I failed to mention earlier that I also used Proper Ph 7.0 a few times too. Again, this was several months ago though. Could this product still affect CO2 calculations now even though it's been several water changes later? Aquarium Pharm's web site does not indicate whether or not this product has any phosphates in it or not. Since it should have the ability to lower the pH of water, it's clearly not simple baking soda. The MSDS sheet lists several of the ingredients as "Trade Secret" :suspiciou.


----------



## scitz (Mar 16, 2004)

I was under the impression that the pH UP powder is nothing but sodium bicarbonate, aka baking soda. However the pH UP liquid was a sodium hydroxide (NaOH, my chem names might be off) solution, or at least contained NaOH. Sodium bicarbonate would make too weak a solution for the "1-2 drops per gallon" type dosing. I hazily remember a warning on the back of a bottle we had floating around the store specifically mentioning NaOH.

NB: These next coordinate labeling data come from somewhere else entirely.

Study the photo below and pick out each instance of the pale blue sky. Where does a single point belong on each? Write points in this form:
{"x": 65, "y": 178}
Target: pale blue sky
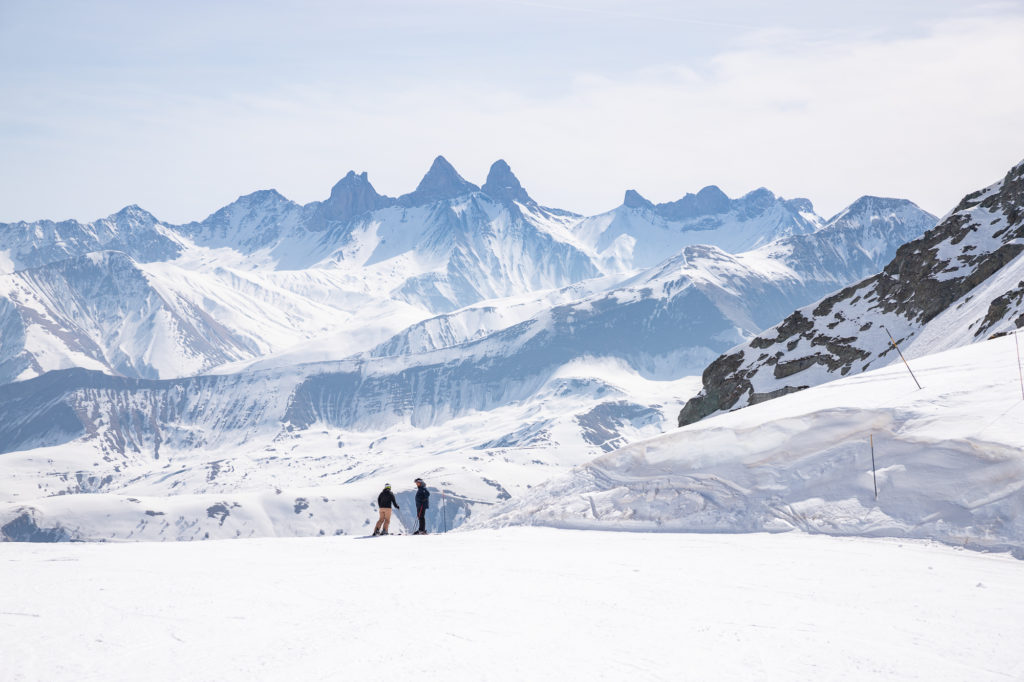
{"x": 182, "y": 107}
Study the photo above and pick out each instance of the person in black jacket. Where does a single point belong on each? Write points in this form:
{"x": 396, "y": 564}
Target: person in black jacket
{"x": 384, "y": 503}
{"x": 422, "y": 503}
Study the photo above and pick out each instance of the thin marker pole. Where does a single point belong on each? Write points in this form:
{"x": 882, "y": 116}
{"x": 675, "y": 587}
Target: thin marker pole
{"x": 873, "y": 475}
{"x": 901, "y": 357}
{"x": 1019, "y": 371}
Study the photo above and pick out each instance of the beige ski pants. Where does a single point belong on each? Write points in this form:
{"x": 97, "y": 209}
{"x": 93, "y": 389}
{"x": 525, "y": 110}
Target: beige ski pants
{"x": 385, "y": 518}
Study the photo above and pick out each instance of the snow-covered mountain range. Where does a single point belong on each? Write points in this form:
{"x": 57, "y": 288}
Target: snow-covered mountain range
{"x": 275, "y": 351}
{"x": 960, "y": 283}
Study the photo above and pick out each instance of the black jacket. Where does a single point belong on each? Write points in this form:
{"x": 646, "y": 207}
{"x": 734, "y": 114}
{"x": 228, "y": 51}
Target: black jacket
{"x": 386, "y": 499}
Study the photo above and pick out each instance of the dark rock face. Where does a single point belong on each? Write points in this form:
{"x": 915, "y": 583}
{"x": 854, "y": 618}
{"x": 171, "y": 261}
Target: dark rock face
{"x": 25, "y": 529}
{"x": 503, "y": 185}
{"x": 844, "y": 333}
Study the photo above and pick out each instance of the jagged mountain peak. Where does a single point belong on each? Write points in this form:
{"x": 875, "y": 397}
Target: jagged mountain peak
{"x": 134, "y": 213}
{"x": 351, "y": 196}
{"x": 504, "y": 185}
{"x": 441, "y": 181}
{"x": 634, "y": 199}
{"x": 710, "y": 201}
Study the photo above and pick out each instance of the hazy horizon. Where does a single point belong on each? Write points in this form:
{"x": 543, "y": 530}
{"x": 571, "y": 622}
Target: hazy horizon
{"x": 182, "y": 109}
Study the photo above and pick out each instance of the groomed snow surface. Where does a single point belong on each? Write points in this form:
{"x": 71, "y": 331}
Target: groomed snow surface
{"x": 512, "y": 604}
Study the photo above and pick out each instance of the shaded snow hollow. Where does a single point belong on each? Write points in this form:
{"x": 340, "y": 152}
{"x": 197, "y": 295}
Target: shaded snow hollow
{"x": 949, "y": 463}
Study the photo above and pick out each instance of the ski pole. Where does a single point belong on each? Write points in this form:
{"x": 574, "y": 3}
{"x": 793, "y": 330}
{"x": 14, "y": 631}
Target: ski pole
{"x": 873, "y": 475}
{"x": 443, "y": 511}
{"x": 901, "y": 356}
{"x": 1019, "y": 371}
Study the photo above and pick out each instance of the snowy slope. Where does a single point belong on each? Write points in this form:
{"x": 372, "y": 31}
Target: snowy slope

pH Down is usually a phosphoric acid solution, or a powder that creates phosphoric acid in water. Most Phosphate-free' pH decreasers are based on Sulphuric acid instead.

The proper pH, Bullseye, and seachem line of pH *buffers* are a chemical cocktail of all sorts of goodies. The first 2 being notorious for not working unless added to fairly neutral pH water with low KH and GH.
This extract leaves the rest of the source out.